Let us recall two other data to better understand each other (not exactly negligible and which also made most people believe the rules were unconstitutional): (i) the payback applies to the turnover of companies, not to profits (ii) the turnover derives in the vast majority of cases from tenders awarded on the basis of auction mechanisms with prices lowered on the basis set by the contracting authorities (the same ones who should have known of the possible exceeding of the spending limit).

Now, if I, as an entrepreneur, have to “prepare” myself to pay a sum that I do not know and cannot calculate, based on processes and dynamics that are beyond my control, what can I do?

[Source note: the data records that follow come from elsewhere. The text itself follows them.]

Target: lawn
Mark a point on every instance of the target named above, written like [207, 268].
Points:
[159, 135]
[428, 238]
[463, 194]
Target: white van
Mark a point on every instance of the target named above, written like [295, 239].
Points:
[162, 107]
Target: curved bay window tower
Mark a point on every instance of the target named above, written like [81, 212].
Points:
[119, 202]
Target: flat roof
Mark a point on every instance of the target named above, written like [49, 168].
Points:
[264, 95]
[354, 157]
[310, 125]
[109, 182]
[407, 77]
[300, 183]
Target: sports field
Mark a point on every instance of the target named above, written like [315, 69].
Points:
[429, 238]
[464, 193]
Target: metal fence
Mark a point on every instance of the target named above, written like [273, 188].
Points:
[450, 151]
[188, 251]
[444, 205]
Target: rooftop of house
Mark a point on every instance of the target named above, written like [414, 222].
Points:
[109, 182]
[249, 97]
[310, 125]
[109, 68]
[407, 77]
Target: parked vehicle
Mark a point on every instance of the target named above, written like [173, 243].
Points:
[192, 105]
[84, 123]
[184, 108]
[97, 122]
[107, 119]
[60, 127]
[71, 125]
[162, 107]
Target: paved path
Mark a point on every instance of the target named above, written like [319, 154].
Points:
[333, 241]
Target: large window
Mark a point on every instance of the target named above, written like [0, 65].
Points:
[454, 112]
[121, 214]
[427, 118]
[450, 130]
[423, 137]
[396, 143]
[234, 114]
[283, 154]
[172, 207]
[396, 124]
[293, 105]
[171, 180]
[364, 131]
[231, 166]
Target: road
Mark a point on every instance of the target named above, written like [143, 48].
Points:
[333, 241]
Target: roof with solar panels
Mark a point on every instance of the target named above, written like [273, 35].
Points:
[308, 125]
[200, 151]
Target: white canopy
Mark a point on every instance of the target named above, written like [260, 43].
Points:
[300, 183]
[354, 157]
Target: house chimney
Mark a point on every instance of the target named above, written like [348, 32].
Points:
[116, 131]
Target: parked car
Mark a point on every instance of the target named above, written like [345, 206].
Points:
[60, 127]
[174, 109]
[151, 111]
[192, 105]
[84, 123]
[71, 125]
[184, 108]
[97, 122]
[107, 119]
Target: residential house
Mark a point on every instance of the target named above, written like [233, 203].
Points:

I do not participate in new tenders because I do not know if the Region will exceed the limits by calling them? But I have the staff, I manufacture and buy the products, I have planned my expenses and if I follow a minimum of business and social ethics I certainly do not put myself in the position of depriving patients of goods and products to protect a primary good such as health.

Or I participate, but then I have to foresee mechanisms for rationalizing expenses in view of the future and uncertain event: reduce staff, reduce research and training expenses, “unload” the managerial incapacity of the managers of the health system and the inertia of the legislator onto the workers, onto the INPS, onto the scientific updating of the users of the devices.

And what to do for the ongoing tenders? Stop supplying while waiting to understand what will happen? It is well known that this is a technically and legally impossible choice, which exposes the supplier company to very serious sanctions in addition to presenting the usual ethical problems. Increase prices?

Here too, impossible. Or paradoxically lower prices, thus hoping not to affect the overrun, but then exposing oneself to the risk of having even fewer economic resources to meet the repayment obligations if the overrun had occurred anyway.

We could go on for hours highlighting the anomalies and distortions caused by the payback rules and incredibly ignored by the constitutional judges.

Today all that remains is to return to working with companies, to help them choose the best tool to “keep the accounts afloat” if the payment obligation is confirmed in the absence of a desirable intervention by the legislator. And so let’s move forward also for us lawyers with assistance in staff reduction processes (how much will the employment disaster that the application of the payback will cause cost INPS? estimates speak of higher amounts to be paid by INPS than the presumed savings on health spending), with the request for bankruptcy procedures, with the closure of research and training projects. The inefficiencies and incapacity of the managers of the health system, the culpable inertia of the legislator will have a dramatic consequence on the community and on absolutely primary goods in our constitutional system. And they will irreparably damage a driving sector of the national economy, often at the forefront at European and global level in terms of innovation and investment in research.

A corrective intervention by the government is urgently needed: the credibility of the country system is at stake (even in relation to foreign investors who, astonished, ask for explanations), the adequate protection of health and the right to work is at stake, the protection of freedom of economic initiative is at stake, it goes beyond the very principles of legal certainty.